Tapi juga rasa bebas karena terlepasnya dia darinya.
Entah memang aku sudah terlanjur mahir mengendalikan hatiku, saat itu datang aku tak merasa bahwa itu kemenangan atau apapun.
Rasa yang dulu sempat ingin memilikinya sudah tak lagi ada.
Dia mulai mendekat kembali, seperti tak pernah ada sesuatu yang terjadi.
Entah apa yang didalam otaknya.
Manis mulutnya, dan semua tindakannya membuat segalanya menjadi samar.
Aku bahkan dengan bodohnya seperti robotnya.
Apa ini yang dinamakan bodoh, atau aku sudah terlanjur tak bisa mengendalikan rasaku.
Bagian terburuknya adalah, aku mulai bisa berharap.
Oh itu buruuk sekali.
Aku semakin takut lebih mendekat.
Karena bukan aku saja yang diperlakukan seperti ini.
Ya, ada orang lain, yang lebih penting di hidupnya.
Orang di masa lalunya yang masih tertempel erat dalam hatinya.
Ah, ketika membicarakannya seperti menelan cuka, asam.
Bahkan aku berfikir, aku hanyalah di posisi apalah-apalah-zone.

Semua berawal dari sini,
Semua jenis kehilanganku berakhir disini.
Yang awalnya hilang oleh seseorang itu, hingga kembali lagi, lalu hilang seutuhnya saat ini.
Hilang sudah kepercayaanku pada siapapun.
Hilang pula harapan-harapanku pada siapapun.
Hilang sudah rasaku untuk siapapun.
Aku takut.
Aku ketakutan oleh semua kekecewaan.
Dan akhirnya tak bisa kurasa lagi, semuanya.
Tak kukenali lagi hati yang berada disini.
Tak pernah lagi berdetak kencang untuk seseorang.
Maafkan aku, aku tak bisa lagi berjuang.
Aku menyerah Tuhan.
Pasrah akan takdirmu, aku menyerah berjuang untuk hati.
Tapi aku pasti berjuang untuk hidup.
Aku lelah.
Menerima segalanya yang datang dan pergi seenaknya.

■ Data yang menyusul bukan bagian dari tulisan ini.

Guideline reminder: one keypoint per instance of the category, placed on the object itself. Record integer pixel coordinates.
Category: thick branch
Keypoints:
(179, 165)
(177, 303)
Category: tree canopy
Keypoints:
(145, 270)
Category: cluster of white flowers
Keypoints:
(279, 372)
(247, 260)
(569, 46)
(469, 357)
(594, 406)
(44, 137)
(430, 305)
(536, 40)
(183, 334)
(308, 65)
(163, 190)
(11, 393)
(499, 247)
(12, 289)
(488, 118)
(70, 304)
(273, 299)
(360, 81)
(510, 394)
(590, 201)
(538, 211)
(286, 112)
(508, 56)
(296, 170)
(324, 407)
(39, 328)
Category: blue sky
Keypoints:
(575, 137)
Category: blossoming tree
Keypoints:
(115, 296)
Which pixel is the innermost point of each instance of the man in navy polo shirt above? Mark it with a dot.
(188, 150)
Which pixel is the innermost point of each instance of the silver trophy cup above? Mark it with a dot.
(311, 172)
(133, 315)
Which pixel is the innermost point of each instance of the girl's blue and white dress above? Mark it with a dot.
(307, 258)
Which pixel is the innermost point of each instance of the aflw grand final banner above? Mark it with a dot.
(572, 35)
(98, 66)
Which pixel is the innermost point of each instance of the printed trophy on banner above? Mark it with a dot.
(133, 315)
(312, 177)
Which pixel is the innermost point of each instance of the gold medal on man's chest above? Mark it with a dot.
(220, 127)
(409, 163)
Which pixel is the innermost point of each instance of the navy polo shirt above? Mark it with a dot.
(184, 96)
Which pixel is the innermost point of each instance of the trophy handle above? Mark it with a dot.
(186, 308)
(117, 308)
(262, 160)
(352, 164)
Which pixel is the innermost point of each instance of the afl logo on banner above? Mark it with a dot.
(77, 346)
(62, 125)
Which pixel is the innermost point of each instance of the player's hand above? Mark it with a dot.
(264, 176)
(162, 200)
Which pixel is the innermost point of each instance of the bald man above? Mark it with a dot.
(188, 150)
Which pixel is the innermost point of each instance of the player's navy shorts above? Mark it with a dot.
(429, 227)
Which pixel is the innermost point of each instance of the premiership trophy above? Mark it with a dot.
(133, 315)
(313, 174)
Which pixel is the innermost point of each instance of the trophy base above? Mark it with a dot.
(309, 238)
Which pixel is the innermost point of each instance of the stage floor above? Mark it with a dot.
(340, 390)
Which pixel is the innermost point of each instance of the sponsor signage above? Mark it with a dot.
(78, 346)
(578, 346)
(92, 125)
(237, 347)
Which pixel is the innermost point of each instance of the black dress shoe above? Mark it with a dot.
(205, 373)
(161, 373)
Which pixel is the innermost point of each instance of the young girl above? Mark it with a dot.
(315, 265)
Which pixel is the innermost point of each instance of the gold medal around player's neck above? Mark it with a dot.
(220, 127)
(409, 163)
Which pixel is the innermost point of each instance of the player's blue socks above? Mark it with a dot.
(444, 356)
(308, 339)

Bila rusuk yang kubawa ini milik seseorang yang masih disini, pertemukan aku dengan jalan terbaikMu.
Bila dia sudah Kau peluk dengan kasihMu, maka tetap peluklah dia hingga kita bertemu kelak.
Sudah cukup hancur untuk ditempa lagi oleh orang yang hanya mampir.
Sudah cukup aku lelah mendengar bualan yang tak terbukti.
Sudah cukup.

Dengan segala sisa-sisa sabar, aku menunggu cinta terakhir ku, yang mungkin akan datang karenaMu, atau datang karena keterpaksaan.

"Setidaknya dia seperti ayahku."

Yogyakarta, 8 Juni 2015.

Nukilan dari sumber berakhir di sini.